Return to
Portfolio

104. Debugging NXLog

When other troubleshooting fails to identify (or resolve) an issue, inspecting the NXLog agent itself can prove useful. Some techniques are outlined below.

104.1. Dump Debug Info to NXLog’s Internal Log

A simple way to quickly get a more complete picture of NXLog’s current status is to dump debug info into the internal log. This information can be helpful in debugging, for example, why an input module is not sending to an output module. Normally, internal events are written to the log file configured with the LogFile directive.

  • On Linux, send SIGUSR1 to the application.

    # kill -SIGUSR1 $PID
  • On Windows, send the service control command "200" to the application.

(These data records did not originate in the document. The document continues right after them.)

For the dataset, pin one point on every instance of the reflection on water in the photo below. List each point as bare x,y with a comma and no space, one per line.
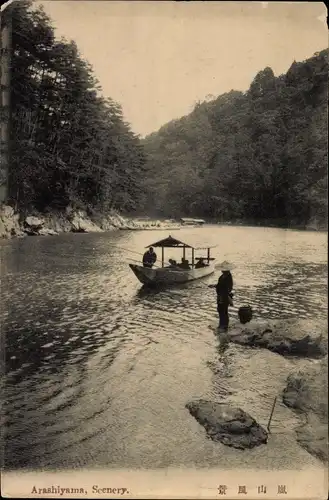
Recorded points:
98,369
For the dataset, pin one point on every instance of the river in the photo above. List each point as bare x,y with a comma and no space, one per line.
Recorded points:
98,372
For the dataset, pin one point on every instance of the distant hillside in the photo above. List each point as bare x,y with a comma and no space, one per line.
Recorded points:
254,156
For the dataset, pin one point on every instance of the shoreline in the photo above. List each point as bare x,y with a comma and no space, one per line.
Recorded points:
16,225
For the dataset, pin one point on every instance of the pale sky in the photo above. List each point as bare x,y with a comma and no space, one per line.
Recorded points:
157,59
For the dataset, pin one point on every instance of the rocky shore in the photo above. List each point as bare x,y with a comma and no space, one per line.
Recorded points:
229,425
14,225
307,393
287,337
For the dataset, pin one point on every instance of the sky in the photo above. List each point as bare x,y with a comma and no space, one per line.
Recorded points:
158,58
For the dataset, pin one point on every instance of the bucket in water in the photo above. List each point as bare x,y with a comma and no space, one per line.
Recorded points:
245,314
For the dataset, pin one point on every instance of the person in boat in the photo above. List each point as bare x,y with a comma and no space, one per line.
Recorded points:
224,289
149,258
184,264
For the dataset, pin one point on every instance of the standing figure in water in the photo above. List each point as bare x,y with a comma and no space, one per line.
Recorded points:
224,289
149,258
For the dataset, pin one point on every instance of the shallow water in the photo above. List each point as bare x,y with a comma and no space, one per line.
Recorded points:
98,371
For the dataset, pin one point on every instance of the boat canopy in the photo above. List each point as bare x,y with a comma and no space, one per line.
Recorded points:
189,220
171,242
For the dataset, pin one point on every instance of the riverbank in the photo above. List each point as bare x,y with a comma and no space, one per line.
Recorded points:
15,225
307,393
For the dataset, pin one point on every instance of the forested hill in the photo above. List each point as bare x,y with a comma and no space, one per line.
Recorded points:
69,145
254,156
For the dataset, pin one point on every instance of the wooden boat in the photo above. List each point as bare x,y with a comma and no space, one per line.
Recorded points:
199,267
192,222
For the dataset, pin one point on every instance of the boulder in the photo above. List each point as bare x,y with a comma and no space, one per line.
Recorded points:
307,392
231,426
286,337
9,223
81,224
34,223
46,231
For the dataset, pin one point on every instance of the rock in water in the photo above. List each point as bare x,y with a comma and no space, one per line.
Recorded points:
286,337
231,426
307,392
245,314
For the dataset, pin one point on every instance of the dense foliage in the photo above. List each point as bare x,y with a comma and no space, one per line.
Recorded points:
69,145
254,156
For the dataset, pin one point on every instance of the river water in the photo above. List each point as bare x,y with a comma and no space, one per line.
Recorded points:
98,371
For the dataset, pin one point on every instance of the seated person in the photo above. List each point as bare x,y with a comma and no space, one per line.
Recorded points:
184,264
149,258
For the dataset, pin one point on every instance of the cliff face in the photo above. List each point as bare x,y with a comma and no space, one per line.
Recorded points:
307,392
76,221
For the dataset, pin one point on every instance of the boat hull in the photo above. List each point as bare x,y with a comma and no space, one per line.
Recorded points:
169,276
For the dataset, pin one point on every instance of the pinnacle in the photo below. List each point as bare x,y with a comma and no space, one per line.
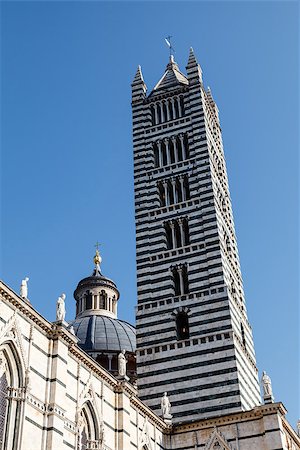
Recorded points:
138,76
192,59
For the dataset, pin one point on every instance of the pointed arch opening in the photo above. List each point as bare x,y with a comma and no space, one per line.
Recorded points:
182,326
88,432
11,395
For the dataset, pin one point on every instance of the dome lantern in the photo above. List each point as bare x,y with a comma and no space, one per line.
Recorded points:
96,294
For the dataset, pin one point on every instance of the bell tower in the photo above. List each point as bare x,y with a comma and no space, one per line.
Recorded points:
194,340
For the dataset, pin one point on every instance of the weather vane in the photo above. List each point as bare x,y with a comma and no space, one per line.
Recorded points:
168,42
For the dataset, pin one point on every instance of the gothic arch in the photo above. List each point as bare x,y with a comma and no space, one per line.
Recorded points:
12,394
89,422
217,441
87,426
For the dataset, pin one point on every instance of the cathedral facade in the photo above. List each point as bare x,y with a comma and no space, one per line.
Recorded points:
185,378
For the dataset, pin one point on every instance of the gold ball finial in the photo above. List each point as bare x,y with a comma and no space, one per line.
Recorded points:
97,257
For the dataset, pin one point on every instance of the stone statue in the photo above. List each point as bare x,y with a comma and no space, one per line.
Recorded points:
165,406
60,308
3,366
267,386
122,364
24,288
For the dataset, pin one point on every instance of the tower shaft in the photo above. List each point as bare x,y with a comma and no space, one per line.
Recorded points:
194,340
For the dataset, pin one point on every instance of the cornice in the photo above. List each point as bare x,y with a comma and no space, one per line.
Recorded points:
243,416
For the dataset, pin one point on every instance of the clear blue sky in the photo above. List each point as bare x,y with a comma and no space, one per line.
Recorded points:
67,177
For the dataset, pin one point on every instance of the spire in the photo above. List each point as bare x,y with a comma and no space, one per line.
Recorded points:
171,78
138,85
97,261
194,72
192,59
138,76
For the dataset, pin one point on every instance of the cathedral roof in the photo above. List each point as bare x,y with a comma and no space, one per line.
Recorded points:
171,78
100,333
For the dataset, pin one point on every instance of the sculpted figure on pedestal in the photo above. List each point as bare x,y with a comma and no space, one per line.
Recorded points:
266,384
165,406
122,364
60,308
24,288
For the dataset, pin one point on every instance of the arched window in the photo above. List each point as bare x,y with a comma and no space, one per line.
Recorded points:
156,155
168,236
176,280
11,380
172,151
152,114
182,326
161,193
176,108
182,105
165,112
164,153
179,149
187,189
102,300
88,300
170,110
158,112
87,428
243,335
186,232
186,146
177,242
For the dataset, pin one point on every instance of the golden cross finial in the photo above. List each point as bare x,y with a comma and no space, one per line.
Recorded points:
97,257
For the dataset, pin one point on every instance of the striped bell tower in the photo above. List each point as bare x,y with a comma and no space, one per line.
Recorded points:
194,340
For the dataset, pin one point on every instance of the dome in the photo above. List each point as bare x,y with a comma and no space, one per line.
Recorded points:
98,333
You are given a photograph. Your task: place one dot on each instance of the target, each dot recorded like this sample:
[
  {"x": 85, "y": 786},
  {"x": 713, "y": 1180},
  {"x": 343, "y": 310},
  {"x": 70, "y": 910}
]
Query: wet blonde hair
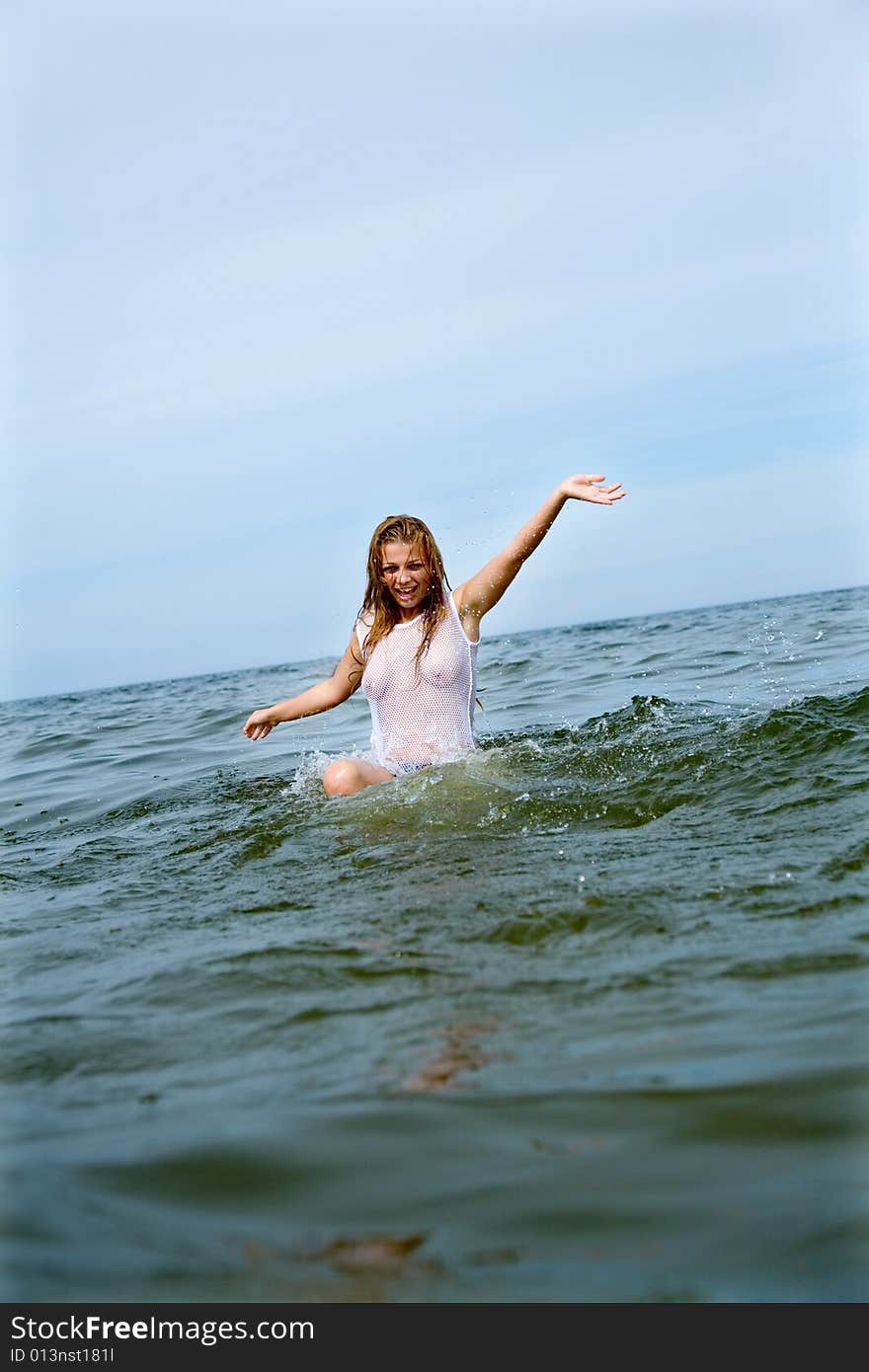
[{"x": 379, "y": 604}]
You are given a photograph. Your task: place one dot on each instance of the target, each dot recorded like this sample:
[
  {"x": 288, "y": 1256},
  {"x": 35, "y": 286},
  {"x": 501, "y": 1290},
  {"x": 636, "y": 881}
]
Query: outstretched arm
[
  {"x": 484, "y": 590},
  {"x": 315, "y": 700}
]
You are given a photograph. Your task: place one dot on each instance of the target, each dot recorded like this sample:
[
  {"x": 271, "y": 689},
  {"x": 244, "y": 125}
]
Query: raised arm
[
  {"x": 484, "y": 590},
  {"x": 323, "y": 696}
]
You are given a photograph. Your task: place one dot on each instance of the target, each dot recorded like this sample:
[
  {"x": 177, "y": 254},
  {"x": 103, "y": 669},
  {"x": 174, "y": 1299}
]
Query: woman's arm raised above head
[
  {"x": 323, "y": 696},
  {"x": 484, "y": 590}
]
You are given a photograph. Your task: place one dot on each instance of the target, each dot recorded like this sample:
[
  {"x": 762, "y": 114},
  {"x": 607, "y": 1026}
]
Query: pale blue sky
[{"x": 278, "y": 270}]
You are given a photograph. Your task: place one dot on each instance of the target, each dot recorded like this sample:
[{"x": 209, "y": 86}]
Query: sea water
[{"x": 581, "y": 1019}]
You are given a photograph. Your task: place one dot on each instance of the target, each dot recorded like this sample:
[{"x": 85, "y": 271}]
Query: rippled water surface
[{"x": 580, "y": 1019}]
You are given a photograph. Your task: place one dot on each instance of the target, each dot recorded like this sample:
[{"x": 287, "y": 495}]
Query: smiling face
[{"x": 407, "y": 576}]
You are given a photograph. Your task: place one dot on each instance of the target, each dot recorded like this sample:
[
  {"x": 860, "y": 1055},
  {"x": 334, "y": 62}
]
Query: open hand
[
  {"x": 588, "y": 489},
  {"x": 260, "y": 724}
]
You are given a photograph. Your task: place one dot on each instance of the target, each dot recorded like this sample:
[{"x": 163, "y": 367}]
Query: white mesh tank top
[{"x": 419, "y": 721}]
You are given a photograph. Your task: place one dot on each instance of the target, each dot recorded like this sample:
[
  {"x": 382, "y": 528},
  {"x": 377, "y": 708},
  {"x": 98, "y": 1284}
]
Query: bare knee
[{"x": 342, "y": 778}]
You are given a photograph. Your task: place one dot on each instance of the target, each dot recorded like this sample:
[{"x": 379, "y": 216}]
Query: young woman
[{"x": 414, "y": 647}]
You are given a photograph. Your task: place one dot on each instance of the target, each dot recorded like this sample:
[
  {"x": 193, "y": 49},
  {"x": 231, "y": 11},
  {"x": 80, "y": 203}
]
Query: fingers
[{"x": 256, "y": 728}]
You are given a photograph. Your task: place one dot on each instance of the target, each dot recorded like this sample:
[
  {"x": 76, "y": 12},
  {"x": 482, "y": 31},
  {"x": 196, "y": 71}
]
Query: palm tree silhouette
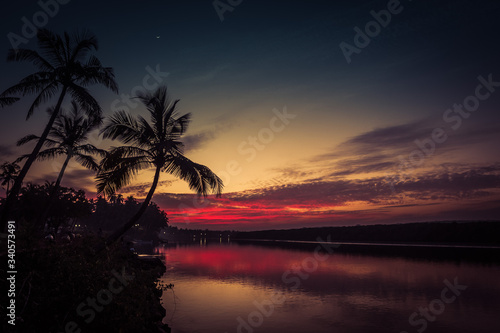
[
  {"x": 9, "y": 174},
  {"x": 69, "y": 137},
  {"x": 65, "y": 67},
  {"x": 151, "y": 144}
]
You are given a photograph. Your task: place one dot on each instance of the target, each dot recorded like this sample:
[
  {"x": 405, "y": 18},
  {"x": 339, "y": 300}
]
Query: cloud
[
  {"x": 343, "y": 202},
  {"x": 383, "y": 149}
]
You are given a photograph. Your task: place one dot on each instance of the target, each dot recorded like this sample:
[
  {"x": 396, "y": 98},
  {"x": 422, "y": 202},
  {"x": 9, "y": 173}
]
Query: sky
[{"x": 317, "y": 113}]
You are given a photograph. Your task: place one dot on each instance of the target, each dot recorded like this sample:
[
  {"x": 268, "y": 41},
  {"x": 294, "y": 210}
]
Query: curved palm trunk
[
  {"x": 19, "y": 179},
  {"x": 53, "y": 193},
  {"x": 118, "y": 233}
]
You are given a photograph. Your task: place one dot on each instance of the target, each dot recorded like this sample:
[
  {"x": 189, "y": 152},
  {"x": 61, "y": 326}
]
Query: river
[{"x": 229, "y": 287}]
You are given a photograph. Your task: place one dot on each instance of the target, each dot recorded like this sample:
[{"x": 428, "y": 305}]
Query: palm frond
[
  {"x": 47, "y": 92},
  {"x": 110, "y": 181}
]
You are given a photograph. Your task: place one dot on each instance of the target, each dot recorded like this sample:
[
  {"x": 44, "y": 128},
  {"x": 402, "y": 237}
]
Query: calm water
[{"x": 251, "y": 288}]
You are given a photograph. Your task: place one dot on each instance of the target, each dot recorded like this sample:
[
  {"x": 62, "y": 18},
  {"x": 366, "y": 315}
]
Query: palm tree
[
  {"x": 9, "y": 174},
  {"x": 69, "y": 137},
  {"x": 64, "y": 67},
  {"x": 4, "y": 101},
  {"x": 151, "y": 144}
]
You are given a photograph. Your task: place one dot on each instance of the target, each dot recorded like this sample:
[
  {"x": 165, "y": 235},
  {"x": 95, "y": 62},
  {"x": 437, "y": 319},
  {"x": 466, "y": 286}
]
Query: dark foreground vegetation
[
  {"x": 60, "y": 273},
  {"x": 66, "y": 288}
]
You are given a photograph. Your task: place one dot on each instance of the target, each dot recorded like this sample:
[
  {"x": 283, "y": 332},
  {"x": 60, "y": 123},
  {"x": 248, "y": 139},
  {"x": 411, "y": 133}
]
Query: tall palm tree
[
  {"x": 64, "y": 67},
  {"x": 155, "y": 144},
  {"x": 69, "y": 137},
  {"x": 9, "y": 174}
]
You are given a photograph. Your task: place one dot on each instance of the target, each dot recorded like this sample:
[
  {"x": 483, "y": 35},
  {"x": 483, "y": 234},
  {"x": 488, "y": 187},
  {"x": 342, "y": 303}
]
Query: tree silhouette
[
  {"x": 9, "y": 174},
  {"x": 68, "y": 137},
  {"x": 4, "y": 101},
  {"x": 151, "y": 144},
  {"x": 64, "y": 67}
]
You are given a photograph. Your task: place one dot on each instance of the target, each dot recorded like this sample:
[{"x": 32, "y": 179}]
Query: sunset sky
[{"x": 406, "y": 128}]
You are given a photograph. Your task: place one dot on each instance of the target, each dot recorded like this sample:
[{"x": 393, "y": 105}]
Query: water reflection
[{"x": 241, "y": 288}]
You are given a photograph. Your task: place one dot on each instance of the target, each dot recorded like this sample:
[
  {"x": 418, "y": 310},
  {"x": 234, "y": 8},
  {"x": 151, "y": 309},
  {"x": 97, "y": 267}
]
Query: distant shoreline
[{"x": 429, "y": 245}]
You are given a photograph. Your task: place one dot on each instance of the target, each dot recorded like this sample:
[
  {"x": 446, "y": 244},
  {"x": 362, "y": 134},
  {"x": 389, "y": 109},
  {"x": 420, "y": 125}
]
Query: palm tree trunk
[
  {"x": 53, "y": 193},
  {"x": 118, "y": 233},
  {"x": 61, "y": 173},
  {"x": 19, "y": 179}
]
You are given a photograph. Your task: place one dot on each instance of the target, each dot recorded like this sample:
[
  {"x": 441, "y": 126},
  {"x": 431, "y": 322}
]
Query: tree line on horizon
[{"x": 66, "y": 66}]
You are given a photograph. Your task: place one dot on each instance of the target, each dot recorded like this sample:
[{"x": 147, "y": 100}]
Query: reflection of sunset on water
[{"x": 346, "y": 291}]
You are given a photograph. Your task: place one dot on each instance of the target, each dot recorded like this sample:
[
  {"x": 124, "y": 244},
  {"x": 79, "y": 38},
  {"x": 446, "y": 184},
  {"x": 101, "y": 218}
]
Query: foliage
[
  {"x": 9, "y": 174},
  {"x": 150, "y": 144},
  {"x": 55, "y": 279}
]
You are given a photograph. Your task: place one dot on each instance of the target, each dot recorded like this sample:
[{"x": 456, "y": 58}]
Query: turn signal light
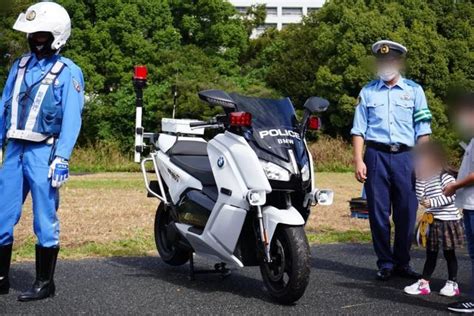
[
  {"x": 243, "y": 119},
  {"x": 314, "y": 123},
  {"x": 140, "y": 73}
]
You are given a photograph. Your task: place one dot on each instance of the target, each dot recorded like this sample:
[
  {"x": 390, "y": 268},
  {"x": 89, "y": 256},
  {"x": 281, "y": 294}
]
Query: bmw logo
[{"x": 220, "y": 162}]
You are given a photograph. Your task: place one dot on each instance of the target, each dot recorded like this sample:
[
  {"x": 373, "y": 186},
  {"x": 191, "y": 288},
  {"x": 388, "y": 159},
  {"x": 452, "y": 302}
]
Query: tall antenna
[{"x": 175, "y": 99}]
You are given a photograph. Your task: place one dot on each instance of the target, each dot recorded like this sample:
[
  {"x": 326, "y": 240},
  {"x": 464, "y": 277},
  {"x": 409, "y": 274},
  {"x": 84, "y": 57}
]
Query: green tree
[{"x": 329, "y": 55}]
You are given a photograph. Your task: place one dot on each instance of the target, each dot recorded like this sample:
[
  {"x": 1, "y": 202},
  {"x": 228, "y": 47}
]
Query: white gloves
[{"x": 58, "y": 172}]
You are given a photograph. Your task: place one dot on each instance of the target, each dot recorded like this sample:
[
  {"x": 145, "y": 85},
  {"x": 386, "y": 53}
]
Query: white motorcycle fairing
[{"x": 237, "y": 170}]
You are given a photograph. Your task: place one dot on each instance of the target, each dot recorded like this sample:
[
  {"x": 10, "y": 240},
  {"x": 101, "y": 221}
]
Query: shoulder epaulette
[{"x": 411, "y": 83}]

    > sc control nxlog 200
Dumped debug info example
2017-03-29 10:05:19 INFO event queue has 2 events;jobgroup with priority 10;job of module in/im_file, events: 0;job of module out/om_null, events: 0;non-module job, events: 0;jobgroup with priority 99;non-module job, events: 0;[route 1]; - in: type INPUT, status: RUNNING queuesize: 0; - out: type OUTPUT, status: RUNNING queuesize: 0;

The status is the most important piece of information in the dumped log entries. A status of PAUSED means the input module is not able to send because the output module queue is full. In such a case the queuesize for the corresponding output(s) would be over 99. A status of STOPPED means the module is fully stopped, usually due to an error (e.g. TCP disconnection for om_tcp).

104.2. Switch to DEBUG Log Level

NXLog’s log level can be switched to DEBUG level without requiring a restart. For extended debugging sessions, consider setting the LogLevel directive to DEBUG.

  • On Linux, send SIGUSR2.

    # kill -SIGUSR2 $PID
  • On Windows, send service control command 201.

    > sc control nxlog 201

104.3. Generate Core Dumps

Core dumps can act as a helpful resource for the NXLog development and support teams for debugging issues.

104.3.1. Core Dumps on Linux

Note
It is necessary to install the NXLog debug symbols package in order to produce useful core dump files.
  1. Remove the User and Group directives from the configuration. NXLog needs to be running as root:root to produce a core dump.

  2. Use ulimit to remove the core file size limit.

    # ulimit -c unlimited
  3. Run NXLog manually to test that it can create a core dump.

    # /opt/nxlog/bin/nxlog -f
  4. Find the NXLog process and kill it with the SIGABRT signal.

    # kill -ABRT `ps aux | grep [/]opt/nxlog/bin/nxlog | awk '{print $2}'`
  5. Verify that a core dump file was created at /opt/nxlog/var/spool/nxlog/core.

    # ls -l /opt/nxlog/var/spool/nxlog/
    total 26708
    -rw------- 1 root root 27348992 Oct 30 08:51 core
  6. If the core dump file was created successfully, run NXLog again as root in order to catch the next crash.

    # /opt/nxlog/bin/nxlog -f

104.3.2. Core Dumps on Windows

Core dumps can be generated on Windows by using ProcDump from Microsoft Sysinternals.

Note
ProcDump runs on Windows Vista and higher, and Windows Server 2008 and higher.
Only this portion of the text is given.